Much of the poem is occupied with considering several different ways in which reality proves to be obdurate, not only in art but also in life. Ashbery tries to find some way in which the case for art can be made, and his comments upon the painting, and Parmigianino’s work in general, are a kind of tour-de-force example of creating poetry and art criticism at the same time. More difficulty will be confronted in dealing with the examples of how life slips and slides about, because it is there, in the main, that the images are often incomprehensible. The reader must give up any attempt to understand fully what is being said and accept a vague, dreamy sense of emotional rightness. Clarity in those passages comes and goes as the poet allows his mind to roam about in and out of rational focus.

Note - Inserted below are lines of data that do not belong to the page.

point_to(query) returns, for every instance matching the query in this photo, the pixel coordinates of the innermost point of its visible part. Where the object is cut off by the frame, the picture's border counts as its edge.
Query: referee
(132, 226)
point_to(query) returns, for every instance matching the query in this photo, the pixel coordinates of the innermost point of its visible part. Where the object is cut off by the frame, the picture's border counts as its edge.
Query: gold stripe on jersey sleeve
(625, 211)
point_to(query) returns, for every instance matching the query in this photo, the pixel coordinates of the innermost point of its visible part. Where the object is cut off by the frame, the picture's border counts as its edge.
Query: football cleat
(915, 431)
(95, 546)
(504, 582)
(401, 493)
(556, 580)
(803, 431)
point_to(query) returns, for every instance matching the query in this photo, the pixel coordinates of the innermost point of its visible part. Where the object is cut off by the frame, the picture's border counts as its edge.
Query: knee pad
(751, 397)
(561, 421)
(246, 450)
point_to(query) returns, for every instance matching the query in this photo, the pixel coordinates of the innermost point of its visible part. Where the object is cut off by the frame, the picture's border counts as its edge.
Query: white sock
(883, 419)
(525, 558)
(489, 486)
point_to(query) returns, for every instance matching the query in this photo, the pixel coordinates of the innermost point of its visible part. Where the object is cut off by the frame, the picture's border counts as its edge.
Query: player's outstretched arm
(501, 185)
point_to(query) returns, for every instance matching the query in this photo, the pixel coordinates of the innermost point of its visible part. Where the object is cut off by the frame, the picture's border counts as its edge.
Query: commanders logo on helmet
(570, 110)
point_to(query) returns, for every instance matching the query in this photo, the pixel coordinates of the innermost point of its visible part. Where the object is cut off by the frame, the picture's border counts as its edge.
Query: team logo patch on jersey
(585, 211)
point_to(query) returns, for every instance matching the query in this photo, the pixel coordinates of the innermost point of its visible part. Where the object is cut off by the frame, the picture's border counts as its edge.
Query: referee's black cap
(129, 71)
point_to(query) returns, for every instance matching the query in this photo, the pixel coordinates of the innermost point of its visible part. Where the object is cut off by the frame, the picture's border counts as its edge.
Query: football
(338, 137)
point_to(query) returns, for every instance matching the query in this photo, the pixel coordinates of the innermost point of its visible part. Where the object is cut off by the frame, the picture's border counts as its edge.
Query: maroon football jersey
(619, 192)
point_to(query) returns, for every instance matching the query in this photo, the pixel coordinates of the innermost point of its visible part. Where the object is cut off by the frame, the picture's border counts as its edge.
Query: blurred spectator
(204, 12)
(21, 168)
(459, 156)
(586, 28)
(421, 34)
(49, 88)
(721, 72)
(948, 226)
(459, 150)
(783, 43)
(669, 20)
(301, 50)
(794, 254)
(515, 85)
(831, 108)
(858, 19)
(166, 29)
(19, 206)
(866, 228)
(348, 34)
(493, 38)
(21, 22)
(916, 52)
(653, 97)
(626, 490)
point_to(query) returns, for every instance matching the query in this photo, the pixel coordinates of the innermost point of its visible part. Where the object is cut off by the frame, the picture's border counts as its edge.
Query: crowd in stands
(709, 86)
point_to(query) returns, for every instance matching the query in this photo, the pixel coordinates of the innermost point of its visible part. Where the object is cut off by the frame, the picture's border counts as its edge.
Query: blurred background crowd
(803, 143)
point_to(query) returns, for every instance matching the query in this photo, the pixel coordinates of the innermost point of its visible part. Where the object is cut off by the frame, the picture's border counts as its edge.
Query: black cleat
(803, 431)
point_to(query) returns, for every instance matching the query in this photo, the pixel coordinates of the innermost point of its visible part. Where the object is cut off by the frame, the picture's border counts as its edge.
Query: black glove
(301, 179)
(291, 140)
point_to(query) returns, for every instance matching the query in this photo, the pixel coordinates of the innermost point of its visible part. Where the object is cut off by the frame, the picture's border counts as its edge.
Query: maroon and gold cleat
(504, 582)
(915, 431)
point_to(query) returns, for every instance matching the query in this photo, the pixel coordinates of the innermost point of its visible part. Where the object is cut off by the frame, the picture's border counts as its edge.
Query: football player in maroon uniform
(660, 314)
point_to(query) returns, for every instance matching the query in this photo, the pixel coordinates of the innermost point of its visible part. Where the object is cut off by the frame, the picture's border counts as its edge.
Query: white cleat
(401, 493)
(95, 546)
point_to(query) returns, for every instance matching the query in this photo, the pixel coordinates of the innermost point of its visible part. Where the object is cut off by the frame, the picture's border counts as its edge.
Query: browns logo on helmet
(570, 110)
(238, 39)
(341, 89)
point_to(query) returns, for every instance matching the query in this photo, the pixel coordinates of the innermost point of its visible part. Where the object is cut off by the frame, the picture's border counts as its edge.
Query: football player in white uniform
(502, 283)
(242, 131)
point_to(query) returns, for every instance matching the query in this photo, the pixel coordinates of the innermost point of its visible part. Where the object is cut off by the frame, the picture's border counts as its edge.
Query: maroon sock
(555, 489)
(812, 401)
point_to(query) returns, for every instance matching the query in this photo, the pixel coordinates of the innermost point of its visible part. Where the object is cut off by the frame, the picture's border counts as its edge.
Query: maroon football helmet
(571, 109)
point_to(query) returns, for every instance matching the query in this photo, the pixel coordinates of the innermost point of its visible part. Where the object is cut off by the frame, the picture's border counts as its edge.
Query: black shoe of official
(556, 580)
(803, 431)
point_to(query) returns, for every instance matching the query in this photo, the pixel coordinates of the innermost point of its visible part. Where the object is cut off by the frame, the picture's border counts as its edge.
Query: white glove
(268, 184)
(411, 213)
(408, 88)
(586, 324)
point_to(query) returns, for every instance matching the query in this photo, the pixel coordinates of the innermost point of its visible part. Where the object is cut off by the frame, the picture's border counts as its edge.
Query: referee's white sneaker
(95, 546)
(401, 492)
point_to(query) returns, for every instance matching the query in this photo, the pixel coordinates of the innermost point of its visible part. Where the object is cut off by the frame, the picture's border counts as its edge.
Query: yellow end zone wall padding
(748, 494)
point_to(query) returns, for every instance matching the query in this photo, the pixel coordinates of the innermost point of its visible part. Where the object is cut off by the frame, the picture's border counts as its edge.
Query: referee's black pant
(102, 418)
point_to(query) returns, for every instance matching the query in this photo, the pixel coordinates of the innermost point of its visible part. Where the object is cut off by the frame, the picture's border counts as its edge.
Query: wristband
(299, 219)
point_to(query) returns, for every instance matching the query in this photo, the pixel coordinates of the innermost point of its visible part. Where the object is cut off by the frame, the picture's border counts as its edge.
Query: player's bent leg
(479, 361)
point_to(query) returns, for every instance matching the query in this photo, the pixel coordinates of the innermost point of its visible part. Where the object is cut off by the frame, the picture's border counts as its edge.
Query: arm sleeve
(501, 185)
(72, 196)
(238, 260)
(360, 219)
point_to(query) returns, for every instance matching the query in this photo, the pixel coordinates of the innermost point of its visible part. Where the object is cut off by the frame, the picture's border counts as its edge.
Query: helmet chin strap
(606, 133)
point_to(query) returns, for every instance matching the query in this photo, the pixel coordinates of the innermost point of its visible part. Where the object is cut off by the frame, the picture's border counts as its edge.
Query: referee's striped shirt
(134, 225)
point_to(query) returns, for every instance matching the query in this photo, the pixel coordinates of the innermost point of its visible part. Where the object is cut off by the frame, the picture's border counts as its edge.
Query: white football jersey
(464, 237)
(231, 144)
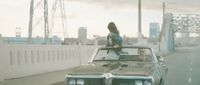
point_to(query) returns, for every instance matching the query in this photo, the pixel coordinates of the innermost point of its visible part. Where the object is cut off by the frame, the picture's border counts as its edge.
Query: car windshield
(124, 54)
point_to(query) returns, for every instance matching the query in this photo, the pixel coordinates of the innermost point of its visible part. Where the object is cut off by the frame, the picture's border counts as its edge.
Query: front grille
(125, 81)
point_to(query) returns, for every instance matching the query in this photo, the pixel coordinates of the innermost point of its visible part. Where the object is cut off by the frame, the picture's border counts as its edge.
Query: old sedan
(128, 65)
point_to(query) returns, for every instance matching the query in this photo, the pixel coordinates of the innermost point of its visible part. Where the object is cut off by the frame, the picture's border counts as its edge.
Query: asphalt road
(184, 67)
(183, 64)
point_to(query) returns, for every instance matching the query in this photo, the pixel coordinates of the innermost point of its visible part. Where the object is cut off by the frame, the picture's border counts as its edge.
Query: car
(120, 66)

What does become cumulatively clear is that Ashbery is not simply concerned with the painting, but with all art, including poetry. This is a major theme in his work: the inability of poetry to discover truth and to fix it once for all, because reality is always in flux and the work of art is static. Yet the poem goes even further in suggesting that Ashbery is also talking about the peculiar state of humankind—always searching for truth and always at the whim of constant change. Such a conclusion could be depressing, but in Ashbery’s poem there is a kind of genial, sophisticated acceptance. There is a celebration of humankind’s incapacity to “know,” which makes humans, in a sense, captives like the figure in the Parmigianino painting, slightly distorted and unable to escape.